How to read your results
Current Weekly Pension
Use this metric to compare scenarios side by side and understand how changes in the key inputs drive the final outcome. If the figure surprises you, isolate one variable at a time and rerun the calculation to identify which assumption is responsible.
Current Annual
Use this metric to compare scenarios side by side and understand how changes in the key inputs drive the final outcome. If the figure surprises you, isolate one variable at a time and rerun the calculation to identify which assumption is responsible.
Projected Weekly at Retirement
Use this metric to compare scenarios side by side and understand how changes in the key inputs drive the final outcome. If the figure surprises you, isolate one variable at a time and rerun the calculation to identify which assumption is responsible.
Projected Annual
Use this metric to compare scenarios side by side and understand how changes in the key inputs drive the final outcome. If the figure surprises you, isolate one variable at a time and rerun the calculation to identify which assumption is responsible.
NI Years Still Needed
Use this metric to compare scenarios side by side and understand how changes in the key inputs drive the final outcome. If the figure surprises you, isolate one variable at a time and rerun the calculation to identify which assumption is responsible.

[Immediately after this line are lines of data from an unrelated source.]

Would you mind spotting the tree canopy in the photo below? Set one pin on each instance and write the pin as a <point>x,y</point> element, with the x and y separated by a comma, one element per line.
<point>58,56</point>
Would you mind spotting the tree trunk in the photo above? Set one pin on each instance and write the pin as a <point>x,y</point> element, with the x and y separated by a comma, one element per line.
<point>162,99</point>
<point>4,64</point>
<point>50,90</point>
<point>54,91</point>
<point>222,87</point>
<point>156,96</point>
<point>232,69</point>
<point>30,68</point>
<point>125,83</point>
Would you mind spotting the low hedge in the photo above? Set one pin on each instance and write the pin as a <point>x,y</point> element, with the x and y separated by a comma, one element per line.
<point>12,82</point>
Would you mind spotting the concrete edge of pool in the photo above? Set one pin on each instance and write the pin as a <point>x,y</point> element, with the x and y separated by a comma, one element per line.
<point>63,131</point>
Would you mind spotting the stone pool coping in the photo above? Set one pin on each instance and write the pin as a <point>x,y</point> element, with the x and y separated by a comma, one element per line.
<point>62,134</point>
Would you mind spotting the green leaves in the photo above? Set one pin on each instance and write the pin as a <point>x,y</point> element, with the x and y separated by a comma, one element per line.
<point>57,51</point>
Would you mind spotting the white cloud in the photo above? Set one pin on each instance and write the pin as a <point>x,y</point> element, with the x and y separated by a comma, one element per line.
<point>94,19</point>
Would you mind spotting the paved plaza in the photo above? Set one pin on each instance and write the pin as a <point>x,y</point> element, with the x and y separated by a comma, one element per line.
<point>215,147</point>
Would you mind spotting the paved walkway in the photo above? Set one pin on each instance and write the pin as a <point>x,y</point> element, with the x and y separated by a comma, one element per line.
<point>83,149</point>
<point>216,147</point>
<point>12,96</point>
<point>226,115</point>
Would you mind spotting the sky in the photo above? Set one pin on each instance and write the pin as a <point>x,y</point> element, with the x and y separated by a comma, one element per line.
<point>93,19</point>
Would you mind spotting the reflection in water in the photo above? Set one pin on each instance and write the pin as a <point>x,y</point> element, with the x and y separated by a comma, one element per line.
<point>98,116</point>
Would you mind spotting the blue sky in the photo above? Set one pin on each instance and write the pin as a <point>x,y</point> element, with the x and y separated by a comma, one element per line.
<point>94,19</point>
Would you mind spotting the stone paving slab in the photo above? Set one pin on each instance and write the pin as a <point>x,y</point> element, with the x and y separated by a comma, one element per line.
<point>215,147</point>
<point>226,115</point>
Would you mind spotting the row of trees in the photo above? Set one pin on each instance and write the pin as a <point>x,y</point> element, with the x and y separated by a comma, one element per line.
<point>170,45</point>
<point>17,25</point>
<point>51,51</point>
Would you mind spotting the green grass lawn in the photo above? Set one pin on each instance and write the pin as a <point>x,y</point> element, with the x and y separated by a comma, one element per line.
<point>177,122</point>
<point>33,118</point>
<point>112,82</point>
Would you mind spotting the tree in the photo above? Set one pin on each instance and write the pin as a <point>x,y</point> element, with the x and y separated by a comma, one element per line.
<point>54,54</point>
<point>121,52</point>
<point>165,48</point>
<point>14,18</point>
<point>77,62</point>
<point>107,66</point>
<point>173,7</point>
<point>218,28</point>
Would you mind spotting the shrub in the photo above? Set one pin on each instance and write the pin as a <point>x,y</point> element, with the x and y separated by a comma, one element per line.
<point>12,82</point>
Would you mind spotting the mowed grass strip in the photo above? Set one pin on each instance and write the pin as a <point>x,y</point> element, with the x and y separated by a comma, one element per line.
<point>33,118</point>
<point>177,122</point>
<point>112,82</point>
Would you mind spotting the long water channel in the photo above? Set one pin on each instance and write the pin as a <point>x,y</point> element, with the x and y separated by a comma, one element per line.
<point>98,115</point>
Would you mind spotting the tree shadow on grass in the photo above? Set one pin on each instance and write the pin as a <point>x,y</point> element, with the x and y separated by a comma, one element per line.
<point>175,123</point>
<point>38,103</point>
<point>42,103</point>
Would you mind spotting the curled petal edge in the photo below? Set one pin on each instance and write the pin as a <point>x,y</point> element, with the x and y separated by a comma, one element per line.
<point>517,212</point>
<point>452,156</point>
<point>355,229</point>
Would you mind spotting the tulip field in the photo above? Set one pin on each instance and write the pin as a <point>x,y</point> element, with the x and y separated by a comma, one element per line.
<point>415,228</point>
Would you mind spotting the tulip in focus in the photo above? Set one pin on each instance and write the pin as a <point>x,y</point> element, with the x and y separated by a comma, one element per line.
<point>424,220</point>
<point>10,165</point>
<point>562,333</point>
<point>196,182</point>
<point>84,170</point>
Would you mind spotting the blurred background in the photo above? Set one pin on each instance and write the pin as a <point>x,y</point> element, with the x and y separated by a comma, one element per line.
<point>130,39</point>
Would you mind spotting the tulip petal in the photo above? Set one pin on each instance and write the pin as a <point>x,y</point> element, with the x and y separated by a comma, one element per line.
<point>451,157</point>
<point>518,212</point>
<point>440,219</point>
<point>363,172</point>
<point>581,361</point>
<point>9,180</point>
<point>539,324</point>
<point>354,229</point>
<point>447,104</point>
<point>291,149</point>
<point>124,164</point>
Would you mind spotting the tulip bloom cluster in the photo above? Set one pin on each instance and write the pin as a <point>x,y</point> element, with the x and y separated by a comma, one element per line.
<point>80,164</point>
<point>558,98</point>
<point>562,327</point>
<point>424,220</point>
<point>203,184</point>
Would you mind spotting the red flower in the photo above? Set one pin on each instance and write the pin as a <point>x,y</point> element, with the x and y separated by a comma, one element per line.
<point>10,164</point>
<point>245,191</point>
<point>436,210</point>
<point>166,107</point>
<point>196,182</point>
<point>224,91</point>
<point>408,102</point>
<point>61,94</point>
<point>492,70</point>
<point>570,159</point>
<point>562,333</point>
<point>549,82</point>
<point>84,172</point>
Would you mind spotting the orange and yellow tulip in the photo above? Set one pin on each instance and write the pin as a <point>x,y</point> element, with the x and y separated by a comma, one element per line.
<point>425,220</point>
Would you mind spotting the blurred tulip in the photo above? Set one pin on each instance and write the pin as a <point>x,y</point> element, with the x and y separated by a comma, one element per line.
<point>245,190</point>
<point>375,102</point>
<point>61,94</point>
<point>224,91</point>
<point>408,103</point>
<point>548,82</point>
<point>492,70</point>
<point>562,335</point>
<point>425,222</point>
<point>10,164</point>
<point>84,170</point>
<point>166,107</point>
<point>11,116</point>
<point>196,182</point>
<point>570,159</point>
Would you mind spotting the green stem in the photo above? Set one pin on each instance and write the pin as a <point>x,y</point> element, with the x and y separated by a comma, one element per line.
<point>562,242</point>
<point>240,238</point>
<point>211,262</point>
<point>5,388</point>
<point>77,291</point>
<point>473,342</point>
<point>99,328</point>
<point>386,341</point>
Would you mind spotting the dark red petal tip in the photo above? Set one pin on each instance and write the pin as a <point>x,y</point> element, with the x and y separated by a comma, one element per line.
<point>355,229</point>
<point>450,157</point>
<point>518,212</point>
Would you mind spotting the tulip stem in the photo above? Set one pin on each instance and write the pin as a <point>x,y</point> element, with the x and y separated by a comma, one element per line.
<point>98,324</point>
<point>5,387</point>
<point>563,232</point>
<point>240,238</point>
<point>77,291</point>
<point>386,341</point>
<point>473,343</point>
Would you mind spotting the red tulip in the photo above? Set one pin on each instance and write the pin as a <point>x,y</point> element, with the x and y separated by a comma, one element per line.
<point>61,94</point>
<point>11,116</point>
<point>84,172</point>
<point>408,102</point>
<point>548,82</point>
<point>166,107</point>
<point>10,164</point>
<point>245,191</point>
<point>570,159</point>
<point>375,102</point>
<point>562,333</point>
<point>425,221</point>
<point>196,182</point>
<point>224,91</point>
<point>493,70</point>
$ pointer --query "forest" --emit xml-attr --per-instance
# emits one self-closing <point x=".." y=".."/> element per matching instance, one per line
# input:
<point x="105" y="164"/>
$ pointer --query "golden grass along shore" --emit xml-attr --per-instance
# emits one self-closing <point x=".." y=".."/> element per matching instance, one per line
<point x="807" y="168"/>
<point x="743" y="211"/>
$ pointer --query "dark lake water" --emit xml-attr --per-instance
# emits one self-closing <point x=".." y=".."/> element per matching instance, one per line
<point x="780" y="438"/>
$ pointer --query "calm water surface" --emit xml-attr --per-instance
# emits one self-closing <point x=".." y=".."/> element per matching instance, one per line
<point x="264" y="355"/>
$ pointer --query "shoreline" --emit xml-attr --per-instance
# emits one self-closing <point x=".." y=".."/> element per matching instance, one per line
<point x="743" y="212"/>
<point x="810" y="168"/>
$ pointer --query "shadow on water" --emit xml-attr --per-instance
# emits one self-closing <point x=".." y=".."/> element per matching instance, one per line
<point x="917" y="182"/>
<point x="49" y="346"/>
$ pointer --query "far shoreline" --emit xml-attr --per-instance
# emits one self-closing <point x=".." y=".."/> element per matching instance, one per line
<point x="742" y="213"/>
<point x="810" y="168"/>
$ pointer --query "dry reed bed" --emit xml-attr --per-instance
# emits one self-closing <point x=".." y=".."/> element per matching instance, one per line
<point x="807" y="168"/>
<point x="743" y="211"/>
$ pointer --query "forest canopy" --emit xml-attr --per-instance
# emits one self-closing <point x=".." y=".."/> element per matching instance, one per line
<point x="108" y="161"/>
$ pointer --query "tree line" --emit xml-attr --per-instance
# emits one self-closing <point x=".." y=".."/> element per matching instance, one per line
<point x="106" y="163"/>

Method & assumptionsAuthoritative sources
This calculator uses the new State Pension rules that apply to anyone reaching State Pension age on or after 6 April 2016. The full weekly rate of £221.20 for 2024/25 is used as the baseline, and your entitlement is calculated proportionally based on the number of qualifying National Insurance years you have entered, up to the 35-year maximum. The 10-year minimum threshold is enforced — entering fewer than 10 years returns zero entitlement. The projection to retirement adds the number of remaining working years to your current NI record, assuming one qualifying year is accrued per year worked, and calculates the likely weekly and annual pension you would receive if you continue contributing at the same rate.
The calculator does not model the triple lock or future uprating, voluntary NI contributions, contracting-out deductions that may apply to pre-2016 records, or deferral bonuses for claiming after State Pension age. It is intended as an indicative planning tool only. For a personalised State Pension forecast that reflects your actual NI record, use the Check Your State Pension service at gov.uk. Rates and thresholds are based on the 2024/25 tax year and are subject to change at each Autumn Budget.
Common mistakes
- !Assuming a constant return without checking a more conservative growth rate.
- !Forgetting to include ongoing contributions, fees, or tax wrappers where relevant.
- !Focusing only on the final balance instead of the path required to reach it.
- !Ignoring the drag of platform fees or fund charges, which can reduce the real compounded return significantly over ten or more years.
- !Comparing ISA and general investment account projections without adjusting for the tax treatment of interest, dividends, or capital gains.
What to do next
- Test a cautious, expected, and optimistic growth rate instead of relying on a single projection.
- Compare this result with related savings or retirement tools before committing more money.
- Use the linked guides to understand which assumptions matter most over longer periods.
- Consider running the same figures in an ISA and a general account scenario to see how the tax treatment changes the outcome over ten or more years.
- If the projected balance falls short of your target, use the tool to work backwards — increase the monthly contribution until the result meets your goal.
Frequently asked
Use arrow keys to navigate items, Enter or Space to expand/collapse.